W Iraku przyspieszenie procesu wycofywania sił amerykańskich nastąpiło w momencie, gdy zaczęto notować w tym kraju ponowny wzrost przemocy, a niedawne wybory zakończyły się patem, grożącym powrotem chaosu. Irańscy ajatollahowie, do których Barack Obama publicznie wyciągał "otwartą dłoń”, nie tylko nie odwzajemnili gestu, ale przyspieszyli rozwój swojego programu nuklearnego i jeszcze "przy okazji” brutalnie spacyfikowali protesty opozycji po sfałszowanych wyborach prezydenckich.

Także Syryjczycy, z którymi Amerykanie wznowili relacje dyplomatyczne i ekonomiczne, odwzajemnili się zapowiedzią wyposażenia libańskiego Hezbollahu w rakiety balistyczne krótkiego zasięgu. Co gorsza, również nowa, "przełomowa” strategia amerykańska wobec wojny w Afganistanie ma dziś, zaledwie po trzech miesiącach realizacji, wszelkie szanse na fiasko. Jakby tego było mało, polityka Waszyngtonu wobec Bliskiego Wschodu skutecznie zraziła do Ameryki wszystkich jej regionalnych sojuszników, poczynając od Egiptu i Jordanii, poprzez arabskie szejkanaty znad Zatoki Perskiej, a na Izraelu kończąc.

Przykłady można by mnożyć, wszystkie mają przy tym wspólny mianownik - zaprogramowany odgórnie przez Biały Dom "nowy stosunek” Ameryki do świata islamu, której to idei na siłę próbowano podporządkować bieżące działania polityczne i dyplomatyczne.

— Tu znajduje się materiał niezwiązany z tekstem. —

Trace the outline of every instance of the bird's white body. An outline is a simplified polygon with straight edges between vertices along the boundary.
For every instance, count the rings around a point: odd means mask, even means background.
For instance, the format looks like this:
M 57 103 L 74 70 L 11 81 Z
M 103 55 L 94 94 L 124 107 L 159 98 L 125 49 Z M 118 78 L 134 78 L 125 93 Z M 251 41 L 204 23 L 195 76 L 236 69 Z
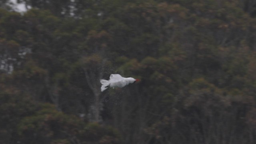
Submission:
M 100 80 L 100 83 L 102 84 L 100 89 L 103 92 L 109 87 L 122 88 L 138 80 L 132 78 L 124 78 L 119 74 L 111 74 L 109 80 Z

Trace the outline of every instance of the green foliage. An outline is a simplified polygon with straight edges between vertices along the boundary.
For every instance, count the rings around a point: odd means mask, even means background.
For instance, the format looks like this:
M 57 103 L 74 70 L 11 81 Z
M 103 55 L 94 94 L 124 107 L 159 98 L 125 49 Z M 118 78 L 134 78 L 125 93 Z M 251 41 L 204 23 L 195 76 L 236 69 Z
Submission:
M 0 9 L 0 143 L 255 143 L 253 1 Z M 141 81 L 101 93 L 112 73 Z

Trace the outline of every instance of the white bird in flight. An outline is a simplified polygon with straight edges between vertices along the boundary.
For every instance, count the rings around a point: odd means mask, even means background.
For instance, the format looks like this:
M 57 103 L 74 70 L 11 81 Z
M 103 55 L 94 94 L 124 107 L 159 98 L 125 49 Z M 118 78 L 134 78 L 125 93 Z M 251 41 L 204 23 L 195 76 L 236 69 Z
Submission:
M 140 80 L 139 79 L 131 77 L 124 78 L 119 74 L 111 74 L 108 80 L 100 79 L 100 83 L 102 84 L 100 89 L 101 91 L 103 92 L 109 87 L 122 88 Z

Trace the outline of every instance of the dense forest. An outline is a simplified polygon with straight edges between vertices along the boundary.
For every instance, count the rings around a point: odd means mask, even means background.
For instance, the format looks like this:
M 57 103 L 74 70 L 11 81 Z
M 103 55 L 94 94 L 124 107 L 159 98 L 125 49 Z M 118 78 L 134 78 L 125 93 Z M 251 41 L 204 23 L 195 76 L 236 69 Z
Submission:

W rezultacie, z powodu obecnej zagranicznej administracji, w wielu kwestiach międzynarodowych ważnych dla przyszłej geopolitycznej pozycji USA, Ameryka coraz bardziej traci impet i niezbędną kreatywność swych działań. Konsekwencją takiego stanu rzeczy jest dalsze zmniejszanie się roli USA i ich możliwości oddziaływania na sytuację międzynarodową.

Tomasz Otłowski, dla Wirtualnej Polski

Autor jest analitykiem w zakresie stosunków międzynarodowych, bezpieczeństwa narodowego i polityki zagranicznej RP. Tomasz Otłowski współpracuje z Fundacją Aleksandra Kwaśniewskiego Amicus Europae. Jest ekspertem Fundacji im. Kazimierza Pułaskiego, publicysta. W latach 1997-2006 pracował jako analityk i szef Zespołu Analiz w Biurze Bezpieczeństwa Narodowego przy Prezydencie RP.